French startup NAAREA, for instance, is focused on putting the circular economy at the core of the nuclear industry. Its eXtrasmall Advanced Modular Reactor (XAMR) uses spent nuclear fuel from conventional reactors to produce heat and electricity without releasing greenhouse gases. This type of project is too vast, complex and costly to design through trial and error in the physical world. So NAAREA started its design process by creating a fully functional virtual twin of the XAMR.

This integrated virtual environment provides a secure space where the engineers from different disciplines can work together, using collaborative simulation to test their ideas as they go. Each engineer can see what they’re working on in the context of what others are doing. This interactive, integrated approach offers a solution to typical methods of machines and teams being entirely separate from one another, and avoids the problem of issues being identified too late in the pipeline. Being able to manage design, engineering and manufacturing processes in one place makes development and management much faster and simpler. It also provides a continuous digital thread across the reactor’s lifecycle.

“There are several thousand parts in the reactor connected to each other, and their interfaces need to be known to ensure that if I modify something, my colleagues are aware of it,” said Timothée Kooyman, technical director and deputy director of operations at NAAREA. “In the future, when I click on an object, for example a valve, I can find out who designed it, why, the associated calculations, requirements and specifications. I can also source the manufacturing and assembly records and find out when I’m going to have to replace it or carry out maintenance.”

Toward an Industry 5.0 future

Manufacturing has always involved managing complex systems, and that challenge has expanded as smart technologies bring new layers of connectivity and functionality. But the factory of the future vision is not about technology taking over. It’s about smart machines taking care of more repetitive tasks, so that people are free to make the most of their uniquely human skills. When that happens, improvements in manufacturing speed, precision and quality control – and in the lives and experiences of the people involved – will follow.

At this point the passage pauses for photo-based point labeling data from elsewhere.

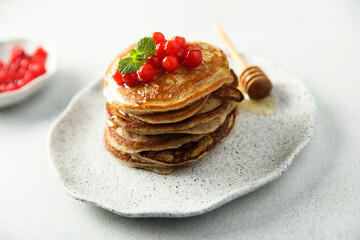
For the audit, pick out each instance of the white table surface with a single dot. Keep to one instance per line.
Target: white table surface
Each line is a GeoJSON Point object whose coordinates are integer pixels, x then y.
{"type": "Point", "coordinates": [318, 41]}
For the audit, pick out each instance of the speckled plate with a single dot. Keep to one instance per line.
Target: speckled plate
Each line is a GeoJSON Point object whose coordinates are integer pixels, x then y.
{"type": "Point", "coordinates": [258, 150]}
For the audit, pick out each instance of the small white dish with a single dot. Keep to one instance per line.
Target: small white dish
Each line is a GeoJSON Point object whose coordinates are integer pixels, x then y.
{"type": "Point", "coordinates": [257, 151]}
{"type": "Point", "coordinates": [12, 97]}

Collaboration between humans and technology – and between the humans that technology connects – is the beating heart of any successful manufacturing ecosystem. That’s what Industry 5.0 sets out to achieve, and it will be built using technologies that are designed with humans in mind.

Getting it right means addressing every aspect of the manufacturing process and modeling a true system of systems. Organizations need to see how everything works together – from functions to interactions, information flow, resources consumption and energy needs – and to be able to test new scenarios safely. Only then can they create production systems that are truly agile, robust and sustainable and achieve the Industry 5.0 vision of growth and prosperity for the business and all the people it touches.

“Industry 5.0 will radically change how companies work in the next 10 years,” predictsJean-Philippe Raiche, a partner at Canadian consultant Proaction International. “It will no longer only be about automating and optimizing processes, but also about caring for workers. It will make their lives easier, more productive, and more meaningful.”

By connecting individuals to business, customers and each other, technology also connects us to a brighter future and the innovation it will bring.